In his statement after the cancellation of talks, Mr Cooper said the border violence was "not part of the dialogue nor the subject of any separate negotiations with Serbia".

"The dialogue will continue when the Serbian side is ready to re-engage," he added.

Roadblocks bulldozed

Serbia's chief negotiator, Borislav Stefanovic, said talks could not resume until the situation in northern Kosovo was resolved.

"Talking about the crossings is a priority for us right now, and there is no other topic except this one," Serbian news website B92 quoted him as saying.

Kosovan efforts to take control of border posts have been resisted by ethnic Serbs in the north of Kosovo, who refuse to recognise the sovereignty of the government in Pristina.

Previously, the border posts had been guarded by ethnic Serb members of the Kosovan police.
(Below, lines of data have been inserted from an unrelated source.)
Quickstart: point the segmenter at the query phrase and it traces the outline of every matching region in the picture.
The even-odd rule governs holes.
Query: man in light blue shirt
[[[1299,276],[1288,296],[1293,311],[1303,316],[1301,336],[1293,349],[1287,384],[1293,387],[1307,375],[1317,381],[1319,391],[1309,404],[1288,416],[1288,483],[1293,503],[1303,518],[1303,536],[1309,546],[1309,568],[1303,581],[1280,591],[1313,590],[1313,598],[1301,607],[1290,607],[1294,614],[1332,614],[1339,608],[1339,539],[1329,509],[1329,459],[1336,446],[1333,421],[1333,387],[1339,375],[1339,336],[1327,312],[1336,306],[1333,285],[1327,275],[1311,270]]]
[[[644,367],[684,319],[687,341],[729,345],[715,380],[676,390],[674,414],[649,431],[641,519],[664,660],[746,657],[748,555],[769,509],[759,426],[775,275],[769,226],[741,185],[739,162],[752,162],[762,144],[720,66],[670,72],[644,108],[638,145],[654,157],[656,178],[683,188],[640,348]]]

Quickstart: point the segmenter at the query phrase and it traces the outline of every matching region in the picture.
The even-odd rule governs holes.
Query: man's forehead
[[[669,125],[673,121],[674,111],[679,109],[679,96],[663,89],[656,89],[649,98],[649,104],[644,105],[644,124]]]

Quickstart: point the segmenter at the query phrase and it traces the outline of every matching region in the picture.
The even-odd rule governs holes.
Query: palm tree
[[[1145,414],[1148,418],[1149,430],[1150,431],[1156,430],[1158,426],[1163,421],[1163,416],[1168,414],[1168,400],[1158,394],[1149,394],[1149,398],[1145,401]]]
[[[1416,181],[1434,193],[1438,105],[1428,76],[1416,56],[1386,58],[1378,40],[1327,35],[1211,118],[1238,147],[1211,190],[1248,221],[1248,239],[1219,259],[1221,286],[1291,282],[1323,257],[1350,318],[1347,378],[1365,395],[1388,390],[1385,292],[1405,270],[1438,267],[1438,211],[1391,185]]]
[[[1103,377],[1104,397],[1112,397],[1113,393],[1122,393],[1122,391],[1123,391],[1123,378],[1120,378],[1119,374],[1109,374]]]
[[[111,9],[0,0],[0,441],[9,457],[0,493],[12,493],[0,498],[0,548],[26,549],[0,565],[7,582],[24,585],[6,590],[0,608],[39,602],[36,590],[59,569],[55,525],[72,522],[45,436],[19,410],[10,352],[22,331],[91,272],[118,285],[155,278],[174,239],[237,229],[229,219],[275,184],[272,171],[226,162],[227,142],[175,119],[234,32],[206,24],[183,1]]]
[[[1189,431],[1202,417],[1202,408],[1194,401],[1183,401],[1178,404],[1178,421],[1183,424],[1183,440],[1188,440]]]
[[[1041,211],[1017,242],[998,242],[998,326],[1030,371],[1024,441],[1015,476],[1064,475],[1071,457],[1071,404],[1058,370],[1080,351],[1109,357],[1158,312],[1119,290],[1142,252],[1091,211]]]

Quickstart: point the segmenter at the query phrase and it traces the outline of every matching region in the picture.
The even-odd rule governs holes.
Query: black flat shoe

The ethnic Albanian government suspected them of failing to implement customs controls.

Kosovan Serbs built roadblocks to prevent access to two contested border posts, and even built a new track into Serbia to circumvent the crossing at Jarinje.

Tuesday's violence flared when troops from Nato's K-For mission used bulldozers to remove the roadblock near the Jarinje border post.

The EU has called for the barricades to be dismantled.

On Wednesday K-For troops were reinforcing their positions at Jarinje, deploying armoured vehicles, sand bags and barbed wire, according to a Reuters eyewitness.

Serbia regards Kosovo as part of its territory, having refused to recognise its declaration of independence.

Around 80 countries have recognised Kosovo, but a still larger number have withheld recognition.